Bugün, kuralsız kaidesiz plansız, rüşvetle, yolsuzlukla, hırsızlıkla imara izin
verenlerden hesap sorulmalıdır. Deva Partisi Yeşilyurt İlçe Teşkilatı olarak depremzede
vatandaşlarımızın sorularını iktidara yöneltiyoruz. Henüz yapılmış veya henüz oturulmaya
başlanmamış binaların dahi yıkılması veya ağır hasar almasında sorumluluk kimlerdedir? Bu
binaların denetimini kimler yapmıştır? Bu denetimlerde ihmal var mıdır? Deprem hattı
üzerinde olduğu bilinmesine rağmen neden çok katlı binalara müsaade edilmiştir? Deprem

bölgesinde bulunan tarım alanlarında dikey mimariye müsaade ederek imara açanlar
kimlerdir? On binlerce bina imara aykırı vaziyetteyken “İmar Affı” adı altında imar
yasalarına uygun sayılmadı mı? Gecikme ve yetersizlik sebebiyle Malatya’da kaç kişi
hayatını kaybetti? Madencilerimiz arama kurtarma çalışmalarına niçin geç dahil edildi? İmar
aflarından yararlanarak Malatya’da Yapı Kayıt Belgesi alan kaç yapı yıkıldı? Bugün deve
kuşu misali başımızı toprağa gömmenin hiçbir faydası yoktur. Bu acı ama gerçek
sorumsuzlukla yüzleşmemizin, gerçek sorumlulardan hesap sormanın tam zamanıdır.
Sorumluların cezalandırılması elbette kaybettiklerimizi geri getirmeyecek. Fakat gelecekte
kaybedeceklerimizi önlemek için çok caydırıcı bir adım olacaktır.

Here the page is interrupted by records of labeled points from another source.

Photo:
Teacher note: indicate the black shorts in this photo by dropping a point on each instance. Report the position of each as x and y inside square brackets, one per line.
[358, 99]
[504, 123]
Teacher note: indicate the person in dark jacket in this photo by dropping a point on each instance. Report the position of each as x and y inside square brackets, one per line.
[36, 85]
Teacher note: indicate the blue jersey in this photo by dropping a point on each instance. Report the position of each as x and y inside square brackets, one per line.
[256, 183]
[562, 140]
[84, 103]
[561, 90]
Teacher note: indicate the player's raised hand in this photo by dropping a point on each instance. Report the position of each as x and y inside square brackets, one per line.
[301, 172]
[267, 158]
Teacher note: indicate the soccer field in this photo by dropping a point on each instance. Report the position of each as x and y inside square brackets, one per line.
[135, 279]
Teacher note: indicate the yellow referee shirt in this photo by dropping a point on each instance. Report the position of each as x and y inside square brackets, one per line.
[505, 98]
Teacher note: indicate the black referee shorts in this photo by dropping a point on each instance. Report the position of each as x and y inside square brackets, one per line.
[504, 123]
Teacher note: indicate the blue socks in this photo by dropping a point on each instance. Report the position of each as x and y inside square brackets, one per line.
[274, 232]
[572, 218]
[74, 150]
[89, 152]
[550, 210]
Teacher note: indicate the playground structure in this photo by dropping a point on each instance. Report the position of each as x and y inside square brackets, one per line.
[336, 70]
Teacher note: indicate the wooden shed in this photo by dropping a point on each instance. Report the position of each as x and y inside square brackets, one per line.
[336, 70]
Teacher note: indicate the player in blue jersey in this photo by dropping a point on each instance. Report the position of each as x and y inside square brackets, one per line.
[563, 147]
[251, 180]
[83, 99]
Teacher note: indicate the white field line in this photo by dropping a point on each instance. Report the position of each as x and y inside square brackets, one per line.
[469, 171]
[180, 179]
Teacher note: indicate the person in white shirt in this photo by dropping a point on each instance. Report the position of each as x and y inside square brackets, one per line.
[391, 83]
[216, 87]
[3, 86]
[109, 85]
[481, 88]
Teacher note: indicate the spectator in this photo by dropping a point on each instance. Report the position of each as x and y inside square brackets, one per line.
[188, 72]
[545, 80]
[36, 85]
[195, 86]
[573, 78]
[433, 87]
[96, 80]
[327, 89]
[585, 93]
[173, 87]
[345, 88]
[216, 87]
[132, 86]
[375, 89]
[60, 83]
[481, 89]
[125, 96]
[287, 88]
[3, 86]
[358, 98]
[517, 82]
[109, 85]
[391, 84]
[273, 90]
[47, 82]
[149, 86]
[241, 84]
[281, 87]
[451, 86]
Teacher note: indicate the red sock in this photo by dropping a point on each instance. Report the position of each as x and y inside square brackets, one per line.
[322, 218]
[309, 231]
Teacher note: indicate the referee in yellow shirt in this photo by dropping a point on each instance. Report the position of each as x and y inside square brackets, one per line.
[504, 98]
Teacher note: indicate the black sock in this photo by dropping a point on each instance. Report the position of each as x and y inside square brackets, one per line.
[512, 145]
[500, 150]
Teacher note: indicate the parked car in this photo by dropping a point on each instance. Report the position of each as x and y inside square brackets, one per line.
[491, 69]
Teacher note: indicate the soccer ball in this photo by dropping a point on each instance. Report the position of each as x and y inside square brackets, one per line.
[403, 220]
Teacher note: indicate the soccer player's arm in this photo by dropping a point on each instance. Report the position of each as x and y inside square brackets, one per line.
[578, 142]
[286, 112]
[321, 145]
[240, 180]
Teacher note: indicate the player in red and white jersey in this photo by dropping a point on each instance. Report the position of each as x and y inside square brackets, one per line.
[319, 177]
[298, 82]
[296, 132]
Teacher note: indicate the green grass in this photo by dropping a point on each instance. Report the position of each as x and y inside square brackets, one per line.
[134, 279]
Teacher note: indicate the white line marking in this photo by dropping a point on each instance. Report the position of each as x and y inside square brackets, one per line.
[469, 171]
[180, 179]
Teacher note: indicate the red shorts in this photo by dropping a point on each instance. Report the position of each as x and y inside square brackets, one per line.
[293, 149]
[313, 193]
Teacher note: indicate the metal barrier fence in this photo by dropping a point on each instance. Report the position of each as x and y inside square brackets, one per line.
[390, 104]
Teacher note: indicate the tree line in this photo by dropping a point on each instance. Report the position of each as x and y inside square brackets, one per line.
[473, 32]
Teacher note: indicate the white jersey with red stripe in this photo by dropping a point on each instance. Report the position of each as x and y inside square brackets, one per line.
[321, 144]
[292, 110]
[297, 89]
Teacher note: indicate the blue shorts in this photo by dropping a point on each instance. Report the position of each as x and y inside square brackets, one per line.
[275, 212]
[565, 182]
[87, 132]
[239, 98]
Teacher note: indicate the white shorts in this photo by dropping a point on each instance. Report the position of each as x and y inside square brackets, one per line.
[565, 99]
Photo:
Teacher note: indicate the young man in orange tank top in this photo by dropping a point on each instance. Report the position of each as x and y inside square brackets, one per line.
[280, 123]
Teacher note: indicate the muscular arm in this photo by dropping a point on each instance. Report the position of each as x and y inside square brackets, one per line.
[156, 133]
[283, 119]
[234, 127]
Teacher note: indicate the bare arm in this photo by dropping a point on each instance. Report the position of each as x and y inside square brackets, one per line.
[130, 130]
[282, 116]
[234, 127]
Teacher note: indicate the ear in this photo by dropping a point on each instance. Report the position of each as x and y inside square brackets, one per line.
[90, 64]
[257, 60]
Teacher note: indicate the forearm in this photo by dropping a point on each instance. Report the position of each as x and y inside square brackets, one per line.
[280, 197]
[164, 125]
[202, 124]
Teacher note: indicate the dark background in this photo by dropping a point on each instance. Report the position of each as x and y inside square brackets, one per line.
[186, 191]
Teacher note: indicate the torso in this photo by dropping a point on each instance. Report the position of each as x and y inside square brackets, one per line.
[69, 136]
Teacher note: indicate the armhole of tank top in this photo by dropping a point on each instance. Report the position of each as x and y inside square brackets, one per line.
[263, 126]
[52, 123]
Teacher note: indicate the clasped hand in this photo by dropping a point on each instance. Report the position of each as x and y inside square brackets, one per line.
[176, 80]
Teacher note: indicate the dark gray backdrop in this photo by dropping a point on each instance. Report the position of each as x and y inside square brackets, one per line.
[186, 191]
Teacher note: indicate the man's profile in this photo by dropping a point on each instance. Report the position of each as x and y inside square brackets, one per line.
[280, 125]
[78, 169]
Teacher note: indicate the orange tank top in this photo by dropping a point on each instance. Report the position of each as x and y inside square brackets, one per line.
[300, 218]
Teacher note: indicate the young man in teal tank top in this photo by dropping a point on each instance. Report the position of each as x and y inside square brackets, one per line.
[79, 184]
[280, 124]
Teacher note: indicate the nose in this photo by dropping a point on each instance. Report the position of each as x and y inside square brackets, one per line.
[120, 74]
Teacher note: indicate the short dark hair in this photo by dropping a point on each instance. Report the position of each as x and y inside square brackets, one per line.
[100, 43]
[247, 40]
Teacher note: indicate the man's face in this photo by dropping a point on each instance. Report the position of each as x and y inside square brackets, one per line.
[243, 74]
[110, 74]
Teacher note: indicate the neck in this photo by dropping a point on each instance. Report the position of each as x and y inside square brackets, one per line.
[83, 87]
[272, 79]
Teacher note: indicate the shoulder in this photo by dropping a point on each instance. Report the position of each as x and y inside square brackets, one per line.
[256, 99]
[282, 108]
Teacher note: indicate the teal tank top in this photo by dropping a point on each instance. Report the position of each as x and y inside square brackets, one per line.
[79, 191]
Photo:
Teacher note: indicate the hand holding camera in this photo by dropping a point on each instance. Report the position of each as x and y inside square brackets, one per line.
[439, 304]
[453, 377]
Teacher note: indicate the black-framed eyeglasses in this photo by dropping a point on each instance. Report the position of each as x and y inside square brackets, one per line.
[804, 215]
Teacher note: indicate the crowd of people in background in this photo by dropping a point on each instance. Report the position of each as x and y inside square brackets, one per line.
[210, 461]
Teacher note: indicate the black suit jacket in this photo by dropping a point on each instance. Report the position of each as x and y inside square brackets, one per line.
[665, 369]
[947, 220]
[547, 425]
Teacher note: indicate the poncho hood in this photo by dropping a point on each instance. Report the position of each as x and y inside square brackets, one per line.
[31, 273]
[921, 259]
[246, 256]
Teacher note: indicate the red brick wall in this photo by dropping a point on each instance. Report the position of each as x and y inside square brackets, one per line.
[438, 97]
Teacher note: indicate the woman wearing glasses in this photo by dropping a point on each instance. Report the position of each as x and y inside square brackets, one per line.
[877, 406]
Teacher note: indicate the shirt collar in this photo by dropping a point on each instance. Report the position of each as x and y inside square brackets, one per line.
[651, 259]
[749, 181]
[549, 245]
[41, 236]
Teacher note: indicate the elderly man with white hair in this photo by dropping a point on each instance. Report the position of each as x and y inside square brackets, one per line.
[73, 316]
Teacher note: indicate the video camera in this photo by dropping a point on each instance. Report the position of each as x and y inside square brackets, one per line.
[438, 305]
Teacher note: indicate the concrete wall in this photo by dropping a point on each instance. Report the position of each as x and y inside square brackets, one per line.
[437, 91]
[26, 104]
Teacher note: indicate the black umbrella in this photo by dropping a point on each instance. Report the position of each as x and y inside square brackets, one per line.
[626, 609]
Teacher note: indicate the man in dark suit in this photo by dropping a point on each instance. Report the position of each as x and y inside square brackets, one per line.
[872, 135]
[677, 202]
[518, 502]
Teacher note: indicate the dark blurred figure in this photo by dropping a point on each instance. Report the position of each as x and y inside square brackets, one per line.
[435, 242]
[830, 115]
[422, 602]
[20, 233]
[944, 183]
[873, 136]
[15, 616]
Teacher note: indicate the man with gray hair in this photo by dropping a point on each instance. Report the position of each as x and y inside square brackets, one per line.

Genel Başkanımız Sn Babacan’ın dediği gibi gün, şeffaf şekilde sorularla yüzleşme
zamanıdır. Gün, vatandaşımıza gerçekte ne olduğunu anlatma zamanıdır. Depreme hazırlık
senaryolarını, raporları, eylem planlarını, depremden sonra arama kurtarma ve yardımlaşma
çalışmalarındaki gecikmeleri masaya yatırma zamanıdır. Biz Deva Partisi olarak 17 Ağustos
2021 tarihinde açıkladığımız eylem planı doğrultusunda ülkemizin depreme ve diğer afetlere
dayanıklı hale getirilmesi için var gücümüzle çalışmaya ve yapılan hukuksuzlukların takipçisi
olarak halkımızın sesi olmaya devam edeceğiz.